「私は被災者ではない」

 山川徹『それでも彼女は生きていく』は、東日本大震災をきっかけにAV女優になった7名の女性へのインタビュー集である。
印象的なのは、彼女たちの多くが語る「私は被災者ではない」という言葉だ。家を流された人がいる、職を失った人がいる、でも自分は“それほどには”苦しんでいない、だから私は「被災者」ではない、と彼女らは言う。
そんな言葉を聞くと、北海道出身でまず間違いなく「被災者」ではない私がいま震災について語っていることを、恥じ入るほかない。

 彼女らは「被災者」ではないと言う。にもかかわらず、間違いなく震災は彼女たちに多大な影響を与えており、家族を救うため、ある女優にいたっては被災地に寄付するために、AVに出る。
先ほど、風俗客の気持ちを「理解できる」と書いたが、この場合は、彼女たちの気持ちを簡単に「理解できる」と言ってしまうことは、決して優しさではないのではないか。なにせ、そう簡単にAVに出ることを決められるだろうか?
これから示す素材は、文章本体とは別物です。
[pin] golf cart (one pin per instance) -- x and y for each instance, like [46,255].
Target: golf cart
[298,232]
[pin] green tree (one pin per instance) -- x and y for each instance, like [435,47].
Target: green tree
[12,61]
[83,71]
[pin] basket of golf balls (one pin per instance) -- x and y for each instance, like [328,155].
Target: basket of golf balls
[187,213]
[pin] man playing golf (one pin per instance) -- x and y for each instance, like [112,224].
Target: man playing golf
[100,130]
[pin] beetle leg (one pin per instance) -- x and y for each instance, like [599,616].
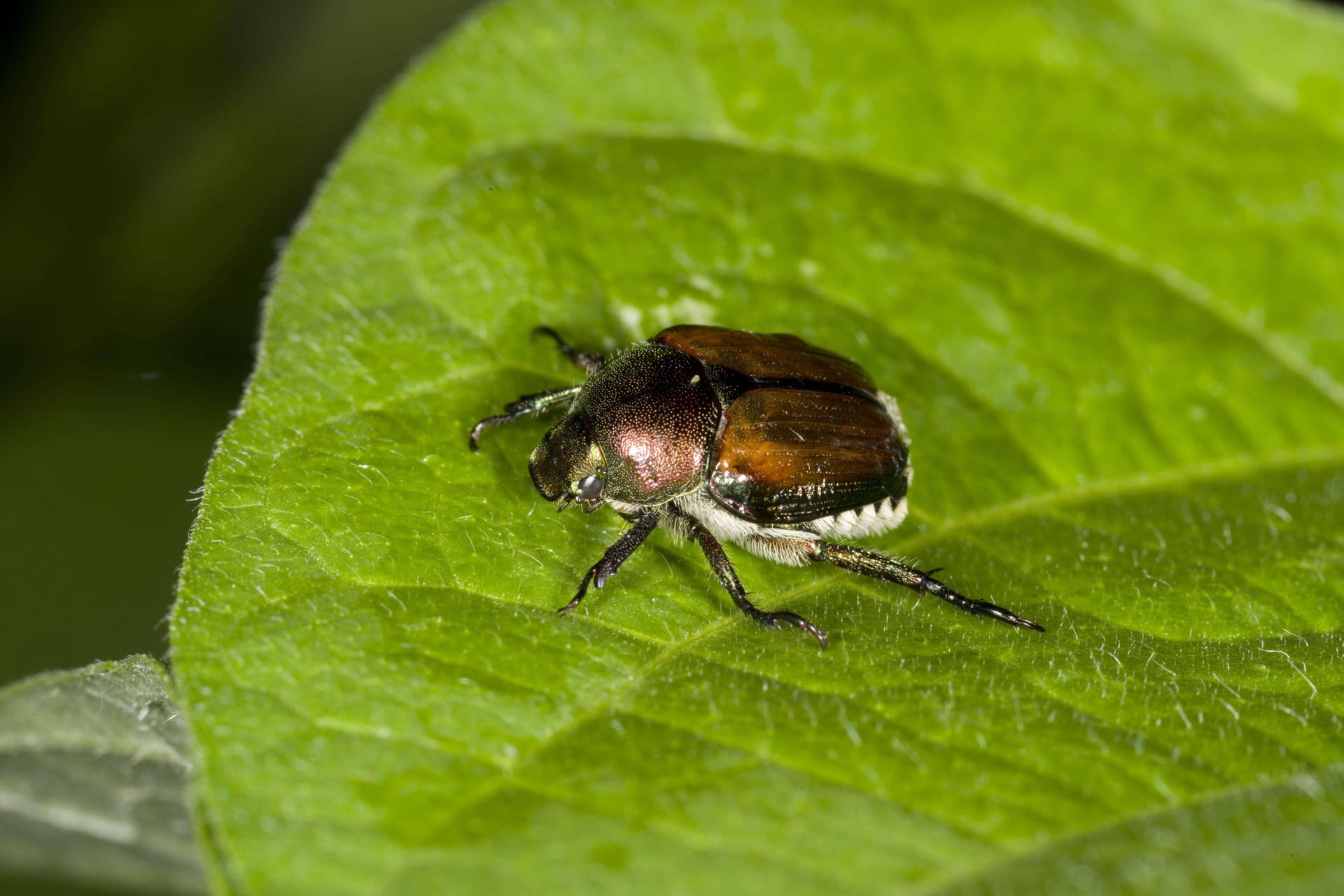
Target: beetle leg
[729,580]
[615,556]
[879,566]
[588,362]
[526,406]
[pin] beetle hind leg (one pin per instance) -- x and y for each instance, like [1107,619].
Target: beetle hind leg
[879,566]
[729,580]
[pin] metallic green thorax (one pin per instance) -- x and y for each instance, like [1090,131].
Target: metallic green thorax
[643,425]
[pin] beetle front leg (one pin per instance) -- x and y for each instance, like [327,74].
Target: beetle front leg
[879,566]
[615,556]
[588,362]
[729,580]
[526,406]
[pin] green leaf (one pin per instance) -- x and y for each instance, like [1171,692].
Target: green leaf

 そう考えるとき、大事だと思うのは、著者の山川のこのような発言である。

 取材をするまでは、震災とAV女優になるという行為には色濃くてわかりやすい因果関係があると思い込んでいたんですよ。たとえば、震災で親を亡くしてお金もなく必要に迫られて…というように。もちろん震災直後であればそういう例もあったのでしょうが、取材をして話を聞くと因果関係はかなり薄かった。[…]ただ、彼女たち全員が口にした「震災がなければAVの道を選ばなかった」という言葉は大切にしたかったんです。[…]少なくとも、震災の影響を受けた人生を送っているという彼女たちの認識は本物なんですよ。
「震災があったからAV女優の道を選んだ―ルポライターが彼女たちの物語を書いた理由」

 震災とAVデビューとを簡単に結びつけず、しかし彼女たちの選択を非合理的なものとして片付けもせず、「自分ならありえないな」ではなくて、「ありえた」話として本書を読んでほしい。それは実際に「あった」のだから。